Messi on the Bench Against Jordan: Scaloni's Strategic Decision
Lionel Messi will start on the bench against Jordan on Saturday night, a rare sight in a World Cup where he has dominated every headline and every scoreline.
Argentina head coach Lionel Scaloni ended the suspense with a short, sharp confirmation in Friday’s press conference. “Leo will go to the bench,” he said. The rest of the XI can wait; the big call is already made. Messi will not start, but he will play.
Scaloni cashes in on a luxury few coaches have
Argentina has turned Group J into a procession. Six points, top spot secured, five goals scored — every single one by Messi. With qualification and first place already wrapped up, Scaloni finally has the breathing room international managers crave and almost never get at a World Cup.
He intends to use it.
The coach framed the decision not as a concession to age, but as a reward to the squad players who have pushed from behind the curtain. Valentín Barco, Giovani Lo Celso, Flaco López, Exequiel Palacios, Marcos Senesi, Guiliano Simeone, Leonardo Balerdi and back-up goalkeepers Juan Musso and Gerónimo Rulli are all waiting for their first minutes of this tournament.
“The great merit of everything that’s been done goes to the boys who are always there and train to the max,” Scaloni said. For him, this is not a dead rubber. It is a debt to be paid. “I think that when there’s an opportunity, there are great players who also deserve to come in. And the idea is for the team to play in the same way.”
The standard cannot drop, even if the names on the team sheet do.
Messi, 39, and the clock between games
Messi turned 39 on Wednesday. If he sat out completely in Dallas, he would go 11 days without competitive action before Argentina’s round-of-32 match on July 3. That is a long gap for any player, let alone one who thrives on rhythm and repetition.
So Scaloni’s compromise is clear: rest him from the opening whistle, keep him sharp with minutes later on.
The numbers around him are already historic. His five goals at this tournament have lifted him to 18 in World Cup play, the all-time record. At an age when most forwards are retired, he is still rewriting the sport’s most sacred ledger.
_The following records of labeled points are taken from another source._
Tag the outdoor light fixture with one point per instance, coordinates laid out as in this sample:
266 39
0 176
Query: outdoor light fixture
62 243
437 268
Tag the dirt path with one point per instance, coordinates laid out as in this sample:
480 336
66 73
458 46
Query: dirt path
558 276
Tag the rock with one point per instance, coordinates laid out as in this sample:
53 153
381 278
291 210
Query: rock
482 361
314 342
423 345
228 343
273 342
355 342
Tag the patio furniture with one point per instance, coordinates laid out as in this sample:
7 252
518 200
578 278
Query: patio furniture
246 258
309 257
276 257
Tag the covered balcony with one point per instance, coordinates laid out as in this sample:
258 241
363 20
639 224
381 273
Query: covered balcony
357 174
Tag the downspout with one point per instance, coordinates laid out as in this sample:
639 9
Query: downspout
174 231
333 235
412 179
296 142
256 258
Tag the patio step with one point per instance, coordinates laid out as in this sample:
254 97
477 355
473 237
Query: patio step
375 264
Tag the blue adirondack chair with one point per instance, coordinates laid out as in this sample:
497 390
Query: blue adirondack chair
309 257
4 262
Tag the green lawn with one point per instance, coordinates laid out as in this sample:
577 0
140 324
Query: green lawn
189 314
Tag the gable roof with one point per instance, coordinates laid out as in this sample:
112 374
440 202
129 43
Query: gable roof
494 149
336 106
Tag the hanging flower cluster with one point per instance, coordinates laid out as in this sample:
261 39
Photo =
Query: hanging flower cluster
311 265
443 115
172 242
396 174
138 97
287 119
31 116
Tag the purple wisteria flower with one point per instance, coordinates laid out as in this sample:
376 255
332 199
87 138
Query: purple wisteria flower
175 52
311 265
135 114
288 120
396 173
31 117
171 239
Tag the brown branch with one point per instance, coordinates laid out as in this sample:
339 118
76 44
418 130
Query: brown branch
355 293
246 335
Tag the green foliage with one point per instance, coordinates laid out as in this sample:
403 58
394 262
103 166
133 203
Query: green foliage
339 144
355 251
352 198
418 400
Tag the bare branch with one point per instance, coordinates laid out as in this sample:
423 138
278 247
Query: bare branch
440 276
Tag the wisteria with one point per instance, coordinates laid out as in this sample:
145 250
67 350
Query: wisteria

Inside the camp, there is no sense that this is a farewell tour carried by nostalgia. Left-back Nicolás Tagliafico spoke with the conviction of a man who sees the work up close every day.
“In Leo, you see everything; he’s at the exact same level he was at in 2022, or even better,” Tagliafico said. “He’s enjoying it, and we’re enjoying it as well.”
That enjoyment has come at a cost. After his two-goal performance against Austria, the night he broke the World Cup scoring record, Messi admitted in the mixed zone he was too tired even to pick a favorite goal. “I cannot think right now. I’m too tired,” he said.
It sounded harmless, almost throwaway. It also offered a glimpse into the physical toll behind the genius. If Argentina truly intends to go all the way again, Scaloni has to pick his moments to protect him. This, he believes, is one of them.
Jordan in Dallas, Miami on the horizon
The setting for this calculated risk is Dallas Stadium, where Jordan arrive already eliminated. Two defeats, to Austria and Algeria, have ended their campaign before the final group game. Pride is all they can play for now.
Argentina, by contrast, are already looking toward Miami next weekend, where they will face the second-placed team from Group H in the round of 32. Live projections suggest Cape Verde as the likeliest opponent, but tournament football rarely follows a script. Whoever emerges, Argentina will be heavy favorites.
Tagliafico insisted the squad is not drifting into cruise control. “I think the team is working with the same harmony as before, and let’s hope things start falling into place; we shouldn’t put pressure on ourselves,” he said. The message then sharpened. Qualification changes nothing in terms of standards.
“We cannot let our guard down, we cannot relax, even though we have qualified already.”
That is where the rotation becomes a test rather than a gift. Fresh legs must match the intensity of the regulars. The system, Scaloni argues, should carry the shirt, not the individual name on the back.
A decision made on principle, not on opponent
Scaloni was asked the obvious question: would he have done this against a stronger side? His answer came with an edge.
“It would be a completely disrespectful way to make that decision,” he said.
In other words, the choice to rest Messi is about Argentina, not Jordan. It is about managing a 39-year-old record-breaker through a long tournament, and about trusting the depth that has been carefully built around him.
This Argentina side no longer collapses without its captain. It is built to play with him, and it is built to function without him when needed. The more minutes the supporting cast get now, the better equipped they will be when the stakes rise and the margins shrink.
For once, the World Cup’s leading scorer will watch the opening exchanges from the sideline, waiting for his moment. The question is not whether Messi will step onto the pitch in Dallas.
The question is how fresh he will look when the real knockout blows start landing in Miami and beyond.